The integral in question is $$I= \int{\frac{25}{(3 \cos x+4 \sin x)^2}}dx$$

Answer 1

Hint one: $3 \cos{x} + 4 \sin{x} = 5 \cos{(x-\delta)}$.

Hint two: $$\int du \, \sec^2{u} = \tan{u} + C$$

Answer 2

You wish to determine $I = \int \frac{25}{(3 \cos x + 4 \sin x)^2} dx$, then (as you have done) write the integrand as $(\frac{5}{3 \cos x + 4 \sin x})^2$. Then this is equal to $\frac{1}{\sin^2 (x + \alpha)}$, which you have shown. So, finally you have to determine $I = \int \frac{1}{\sin^2 (x + \alpha)} dx$. Introduce the variable $y = x + \alpha$ so that the desired integral is $I = \int \frac{1}{\sin^2 (y)} dy$. This is not a particular straight forward integral to determine.

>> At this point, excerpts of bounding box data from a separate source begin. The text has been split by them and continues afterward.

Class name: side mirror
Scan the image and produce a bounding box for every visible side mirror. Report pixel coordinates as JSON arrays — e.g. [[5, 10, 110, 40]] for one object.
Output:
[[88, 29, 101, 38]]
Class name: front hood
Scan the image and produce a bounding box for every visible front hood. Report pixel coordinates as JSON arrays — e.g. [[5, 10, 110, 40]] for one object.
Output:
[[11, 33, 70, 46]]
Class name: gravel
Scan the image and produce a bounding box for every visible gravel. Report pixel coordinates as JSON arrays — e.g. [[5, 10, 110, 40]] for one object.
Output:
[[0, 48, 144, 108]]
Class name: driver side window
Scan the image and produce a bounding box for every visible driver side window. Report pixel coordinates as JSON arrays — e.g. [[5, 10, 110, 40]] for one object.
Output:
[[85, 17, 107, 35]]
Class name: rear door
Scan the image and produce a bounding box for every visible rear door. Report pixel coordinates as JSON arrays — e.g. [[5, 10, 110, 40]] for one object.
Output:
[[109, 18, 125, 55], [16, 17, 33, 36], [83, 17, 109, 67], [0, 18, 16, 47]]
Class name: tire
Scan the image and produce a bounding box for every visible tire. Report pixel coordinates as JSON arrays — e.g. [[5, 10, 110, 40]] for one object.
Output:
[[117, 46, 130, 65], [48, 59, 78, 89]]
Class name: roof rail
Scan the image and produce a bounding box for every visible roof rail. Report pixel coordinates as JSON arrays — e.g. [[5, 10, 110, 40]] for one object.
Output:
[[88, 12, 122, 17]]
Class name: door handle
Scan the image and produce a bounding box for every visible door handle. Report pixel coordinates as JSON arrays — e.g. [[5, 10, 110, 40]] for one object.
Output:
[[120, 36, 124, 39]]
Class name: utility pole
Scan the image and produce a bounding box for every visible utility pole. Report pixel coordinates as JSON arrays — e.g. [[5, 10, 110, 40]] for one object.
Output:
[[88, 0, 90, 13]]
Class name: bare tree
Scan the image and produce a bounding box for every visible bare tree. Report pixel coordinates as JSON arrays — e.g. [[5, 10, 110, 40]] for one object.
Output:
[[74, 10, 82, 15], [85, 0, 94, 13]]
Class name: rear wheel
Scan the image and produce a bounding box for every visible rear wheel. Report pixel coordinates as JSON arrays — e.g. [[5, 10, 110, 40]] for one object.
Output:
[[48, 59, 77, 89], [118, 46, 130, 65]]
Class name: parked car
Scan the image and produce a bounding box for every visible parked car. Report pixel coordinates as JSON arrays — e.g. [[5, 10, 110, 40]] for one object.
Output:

Look at Evaluate $\int\frac{d\theta}{1+x\sin^2(\theta)}$ for the approach to solve this.

Answer 3

Beside the good hint given by Ron Gordon, it seems that the tangent half-angle substitution works quite well $$t=\tan(\frac x2)\qquad \cos(x)=\frac{1-t^2}{1+t^2}\qquad \sin(x)=\frac{2t}{1+t^2}\qquad dx=\frac{2\,dt}{1+t^2}$$ leads, after simplifcation and partial fraction decomposition, to $$\int \frac{25}{(3\cos(x)+4\sin(x))^2} dx=\int\frac{50 \left(t^2+1\right)}{\left(-3 t^2+8 t+3\right)^2}\,dt=5 \int\left(\frac{1}{(3 t+1)^2}+\frac{1}{(t-3)^2}\right)\,dt$$ which seems to be practicable.